Permit2 signature phishing

Permit2 is a token approval smart contract designed by Uniswap that enhances user experience by merging approval and contract interaction into one step. However, this also introduces a new attack type that could potentially steal your tokens with a single signature.

How does this scam happen? Let's dive into the basics to help you stay secure!

💎 Signature phishing

Signature phishing is a method where attackers trick users into providing an off-chain signature, which they later use to steal assets. Signatures are crucial for self-custody wallets, as they authenticate transactions. Any action in Web3 requires you to sign a message to prove that the transaction came from you.

While most signatures are on-chain and recorded on the blockchain, the evolution of Ethereum has enabled off-chain signing, which isn't broadcast to the network. This allows for scams where dApps collect off-chain signatures to use at their discretion.

The scam typically follows this pattern:

  • The attacker creates a fake dApp and induce users to use it.

  • The dApp asks users to sign off-chain messages. Given that transaction data is often unreadable by humans, users may believe they're signing to deposit tokens, as they would with other dApps. In reality, they're signing a message granting unlimited token approval.

  • The attacker then uses this signature to steal the user's assets.

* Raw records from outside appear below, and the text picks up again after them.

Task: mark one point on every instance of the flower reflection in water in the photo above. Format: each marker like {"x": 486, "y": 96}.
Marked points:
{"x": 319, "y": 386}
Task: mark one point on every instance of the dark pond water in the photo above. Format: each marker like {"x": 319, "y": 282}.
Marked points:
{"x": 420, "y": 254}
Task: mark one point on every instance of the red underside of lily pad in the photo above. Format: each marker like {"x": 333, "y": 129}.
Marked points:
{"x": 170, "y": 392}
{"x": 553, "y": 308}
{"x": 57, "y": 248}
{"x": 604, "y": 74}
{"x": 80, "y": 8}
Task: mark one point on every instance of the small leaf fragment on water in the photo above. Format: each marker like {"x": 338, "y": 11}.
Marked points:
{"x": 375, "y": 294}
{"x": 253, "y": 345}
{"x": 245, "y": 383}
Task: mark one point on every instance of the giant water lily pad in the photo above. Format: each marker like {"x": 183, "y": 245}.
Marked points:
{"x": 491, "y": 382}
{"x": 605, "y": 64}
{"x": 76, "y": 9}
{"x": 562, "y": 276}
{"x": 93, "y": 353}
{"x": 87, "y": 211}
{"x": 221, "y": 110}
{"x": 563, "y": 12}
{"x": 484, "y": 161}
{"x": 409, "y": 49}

💎 Permit2 signature phishing

Understanding the basics of signature phishing, we can delve deeper into Permit2 scams. Permit2 enhances user experience by allowing token approvals to be shared and managed across various applications, intending to create a more unified and cost-efficient UX. However, it also introduces potential risks.

Standard approval model

  • The user calls approve() on an ERC20 to grant a spending allowance to a contract.

  • The user calls an interaction function on the contract, which in turn calls transferFrom() on the ERC20 token contract, moving her tokens.

Permit2 model

  • The user calls approve() on an ERC20 to grant an infinite allowance to the Permit2 contract.

  • The user signs an off-chain "Permit2" message that signals that the protocol contract is allowed to transfer tokens on her behalf.

  • The user calls an interaction function on the protocol contract, passing in the signed Permit2 message as a parameter.

  • The protocol contract calls permitTransferFrom() on the Permit2 contract, which in turn uses its allowance (granted in the first step) to call transferFrom() on the ERC20 contract, moving the tokens held by the user.

Permit2 eliminates the need for users to sign a token approval for each dApp, saving on gas fees. However, a few things make it hard for users to identify potential risks:

  • Off-chain signature: As it's not recorded on-chain, it's difficult for users to investigate suspicious activities.

  • Attacking time: A Permit2 signature remains valid until its expiration date. Attackers can choose to steal assets later, making it hard for users to identify the scam.

🔥 How to protect yourself?

  • Avoid opening unknown websites and signing messages instantly. Always read the message and do your research before signing.

  • When using dApps, control the amount of tokens that can be spent by contracts.

  • Regularly use tools like to manage your approvals.

  • If you've signed a Permit2 message which could lead to possible attacks, consider transferring risky tokens to a different account.